RUDOLPH CONTRERAS, United States District Judge


In this case, the Court considers whether the Department of Education ("DOE") acted arbitrarily and capriciously with respect to cosmetology schools when it decided to presumptively use earnings data that does not account for unreported income. Although the DOE was justified in using reported income as the presumptive measure of overall income, it arbitrarily and capriciously made rebutting that presumption overly difficult.

In setting standards that determine which proprietary schools' graduates are entitled to federally backed student loans, the DOE looks to the rates at which the schools' graduates are "gainfully employed." To determine whether graduates are gainfully employed, the DOE has adopted a test that compares the graduates' income levels to their levels of debt. To determine the graduates' income, the DOE presumptively uses the Social Security Administration's ("SSA") income data. This data does not account for income that is not reported to the Internal Revenue Service. Schools may appeal the DOE's use of SSA data through "alternate earnings appeals," which, if successful, allow them to use alternate measures of income before the debt-to-earnings rates become final. To submit such an appeal, a school is required to use either state-sponsored data pertaining to over half of its graduates during the relevant timeframe or gather income data on almost all of its graduates through a survey. Schools that fail the debt-to-earnings test for a long enough time lose eligibility for federal loans. Schools at immediate risk of losing federal-loan eligibility are required to warn their students and prospective students that they may be ineligible for student loans in the near future.

During the notice-and-comment period, several commenters argued that use of SSA data would be unfair to, among others, cosmetology programs, because their graduates disproportionately underreport their income due to high levels of cash-based and self-employment-based earnings, including tips. The commenters suggested that the Bureau of Labor Statistics's survey-based data would better account for unreported income.

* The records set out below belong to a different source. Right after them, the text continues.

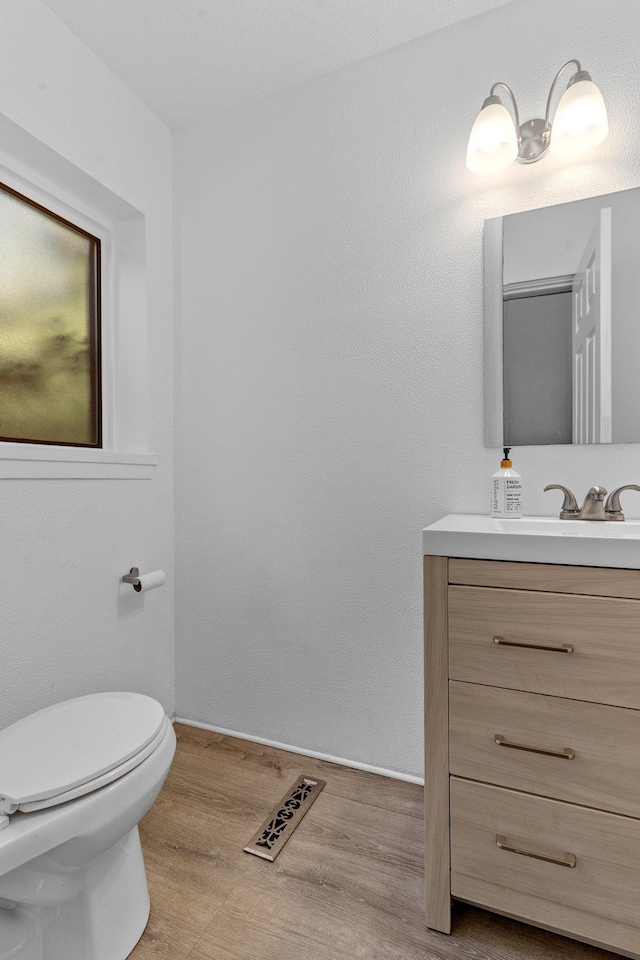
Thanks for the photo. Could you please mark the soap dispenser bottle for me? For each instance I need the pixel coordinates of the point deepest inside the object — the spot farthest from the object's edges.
(506, 492)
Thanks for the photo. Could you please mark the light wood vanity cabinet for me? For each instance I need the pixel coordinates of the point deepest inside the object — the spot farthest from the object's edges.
(532, 734)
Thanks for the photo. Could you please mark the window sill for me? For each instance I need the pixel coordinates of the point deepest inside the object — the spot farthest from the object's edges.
(23, 462)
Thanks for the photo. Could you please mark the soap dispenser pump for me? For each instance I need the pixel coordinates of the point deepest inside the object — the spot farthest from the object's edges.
(506, 492)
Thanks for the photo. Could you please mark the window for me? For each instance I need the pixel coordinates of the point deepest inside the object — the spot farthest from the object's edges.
(50, 382)
(73, 321)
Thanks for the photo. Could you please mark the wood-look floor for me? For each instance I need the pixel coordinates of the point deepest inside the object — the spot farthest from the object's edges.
(347, 886)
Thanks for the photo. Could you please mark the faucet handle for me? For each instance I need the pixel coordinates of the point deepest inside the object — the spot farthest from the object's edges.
(612, 507)
(569, 509)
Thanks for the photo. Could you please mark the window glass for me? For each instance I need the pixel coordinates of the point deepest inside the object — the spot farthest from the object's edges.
(49, 327)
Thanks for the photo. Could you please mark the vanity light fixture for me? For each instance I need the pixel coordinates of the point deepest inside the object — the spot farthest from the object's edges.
(579, 123)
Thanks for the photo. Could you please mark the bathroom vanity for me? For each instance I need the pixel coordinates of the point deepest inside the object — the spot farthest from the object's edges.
(532, 724)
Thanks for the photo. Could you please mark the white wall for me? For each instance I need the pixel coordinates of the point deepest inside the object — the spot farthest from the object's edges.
(330, 381)
(64, 543)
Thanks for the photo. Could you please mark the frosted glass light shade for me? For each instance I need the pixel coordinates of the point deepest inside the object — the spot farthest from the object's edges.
(580, 122)
(493, 143)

The DOE rejected the commenters' objection to the data and their proposed solution. In rejecting the objection, the DOE reasoned that graduates who do not report their income are subject to civil and criminal penalties, and noted that the SSA data is only one means of determining income; programs can submit alternate earnings appeals to show the DOE that its graduates' average incomes are actually higher than the SSA data indicates. In rejecting the proposed solution, the DOE noted that the Bureau of Labor Statistics data cannot be tied to particular programs, and thus would undermine the purpose of the regulations—to identify individual programs whose graduates are not gainfully employed.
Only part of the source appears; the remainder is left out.